2. The invention can replace part of the work of report analysts of the existing DHI detection center, does not need to integrate and compare and analyze all DHI reports for providing preliminary conclusions for a pasture, and writes text interpretation reports, has the advantage of high efficiency, does not depend on the experience of personnel, can ensure that the information of the DHI reports can be objectively and effectively utilized while ensuring the improvement of the working efficiency, further ensures the accuracy of interpretation, and can better assist pasture managers to compare and interpret results according to the actual production and management conditions, and eliminate and locate the reasons causing the abnormal DHI measuring indexes.

Drawings

FIG. 1 is a schematic representation of an ontology in the field of DHI;

fig. 2 is a flow chart of a method for interpreting a DHI report based on a knowledge graph.

Detailed Description

The first embodiment is as follows:

the DHI report interpretation method based on the knowledge graph according to the embodiment includes the following steps:

1. constructing a DHI domain knowledge graph:

(1) constructing a DHI field ontology, wherein the DHI field ontology comprises three types of entities and entity relations, namely 'performance index/symptom', 'influencing factor' and 'solution', as shown in FIG. 1; the performance index/symptom refers to an index for presenting a health state embodied by the cow or a symptom embodied by the cow;

for example: the performance index is 'somatic cell abnormality', one of the influencing factors is the problem of feed raw materials, and the problem can also show symptoms such as 'low milk fat rate' and 'rising hoof disease incidence rate';

(2) electronic texts obtained after electronizing professional books and documents related to DHI measurement and application guidance are used as labeling objects, and the body is used as a labeling basis to perform semantic labeling on electronic text data to form labeling data;

(3) and (3) taking data in the labeled data as training data, and extracting entities and entity relations from Internet texts such as Baidu encyclopedia and the like by adopting a supervision, semi-supervision and unsupervised method according to the body structure of the knowledge graph in the DHI field to obtain expanded data to form the complete knowledge graph in the DHI field.

(4) For the triplets of the DHI knowledge graph containing the two types of entities, namely 'influencing factors' and 'performance indexes/symptoms', the conditional probability between the two types of entities is calculated and is marked as P (fac | sym) and serves as the weight of the edges between the entities.

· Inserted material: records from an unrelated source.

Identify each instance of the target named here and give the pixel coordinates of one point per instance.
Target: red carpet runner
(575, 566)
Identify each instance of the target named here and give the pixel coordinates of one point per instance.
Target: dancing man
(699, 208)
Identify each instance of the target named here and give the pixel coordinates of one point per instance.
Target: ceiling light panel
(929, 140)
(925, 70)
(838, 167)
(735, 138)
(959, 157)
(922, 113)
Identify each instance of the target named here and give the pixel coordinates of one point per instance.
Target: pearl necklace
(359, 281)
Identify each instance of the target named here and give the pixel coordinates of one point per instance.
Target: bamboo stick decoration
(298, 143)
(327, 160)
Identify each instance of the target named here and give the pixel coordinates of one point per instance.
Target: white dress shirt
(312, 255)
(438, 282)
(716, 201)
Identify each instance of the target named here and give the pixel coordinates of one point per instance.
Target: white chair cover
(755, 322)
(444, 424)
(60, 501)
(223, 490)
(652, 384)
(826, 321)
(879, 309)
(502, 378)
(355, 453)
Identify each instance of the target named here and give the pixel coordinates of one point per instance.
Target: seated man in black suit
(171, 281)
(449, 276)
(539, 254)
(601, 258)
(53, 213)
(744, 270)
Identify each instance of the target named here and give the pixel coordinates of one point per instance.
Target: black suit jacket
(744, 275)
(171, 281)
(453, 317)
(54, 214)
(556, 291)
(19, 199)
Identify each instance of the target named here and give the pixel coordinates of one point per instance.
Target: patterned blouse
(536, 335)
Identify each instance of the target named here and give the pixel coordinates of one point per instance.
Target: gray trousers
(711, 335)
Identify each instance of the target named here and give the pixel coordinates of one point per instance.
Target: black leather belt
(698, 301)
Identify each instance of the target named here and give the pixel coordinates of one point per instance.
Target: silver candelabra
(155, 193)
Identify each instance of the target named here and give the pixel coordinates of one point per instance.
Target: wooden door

P (fac | sym) is obtained by means of crowdsourcing calculation, namely: all influencing factors which are likely to lead to a certain performance index/symptom are provided to the participants (pasture producers, pasture managers, domain experts, etc.) by crowdsourcing software, and the degree of influence of these factors is ranked and scored by the individual participants, for example: the influence factors causing the performance index of high lipoprotein-egg ratio include 4 factors such as rumen bypass fat, heat stress, dry matter feed intake insufficiency and rumen mycoprotein synthesis insufficiency which are respectively marked as I1, I2, I3 and I4, the ranking and scoring results of participants A are I1(0.6), I3(0.2), I2(0.1) and I4(0.1), the ranking and scoring results of participants B are I1(0.4), I2(0.2), I3(0.2) and I4(0.2), the ranking and scoring results of participants C are I1(0.4), I4(0.2), I2(0.1) and I3(0.1), the ranking and scoring results of participants D are I1(0.5), I3(0.2), I4(0.2) and I2, and a plurality of experience data can be obtained by using the results of participants A, namely experience data;

according to data, calculating the weight of each influence factor and a certain performance index/symptom according to a principle of sorting and scoring, namely selecting the influence factor with the most occurrence times in each rank as the influence factor of the rank according to a minority obedient majority, and averaging the scoring values of the participants of the influence factors in the ranks as the weight between the influence factor and the performance index/symptom;

for example: based on the data of the participants A, B, C, D, firstly, the influencing factors are ranked, in A, B, C, D four participant data, in order to achieve uniform criteria for ranking convenience and calculation weight, in the embodiment, the total score of all performance indexes of each parameter is determined to be 1, actually, each score is a corresponding probability, and the total probability is 1, wherein a four indexes I1, I2, I3 and I4 are scored as 0.6, 0.1, 0.2 and 0.1, and when the indexes are ranked, the indexes are I1, I3, I2 and I4; based on A, B, C, D four participant data, I1 occurred most in the first digit, so I1 was in the first digit; i3 occurs most frequently in the second order, so I3 is in the second order; by analogy, the sequencing results are I1, I3, I2 and I4. Secondly, based on the determined sorting result, selecting the weights of the influence factors and the performance indexes/symptoms at each bit after the grading calculation sorting of the participants at the corresponding bit given in the corresponding bit is performed according to the sequence from the first bit to the last bit, wherein for I1, the calculation participants A, B, C, D all give I1 at the first bit, then calculating the average value of I1 grading given by all participants, and obtaining that the weight of I1 is (0.6+0.4+0.4+0.5)/4 is 0.475; for I3, calculate participant A, D gave I3 the second time, then calculate A, D gave the average of I3 scores, resulting in I3 weights of (0.2+ 0.2)/2-0.2; for I2, the mean of the participant A, C scores was calculated, resulting in I2 weights of (0.1+ 0.1)/2-0.1; for I4, the mean of the participant A, B scores was calculated, resulting in an I4 weight of (0.1+ 0.2)/2-0.15. By analogy, the correlation strength between each performance index/symptom and each influence factor can be obtained, a correlation coefficient matrix is formed, and the weight of the edge between the two types of entities of the performance index/symptom and the influence factor is represented.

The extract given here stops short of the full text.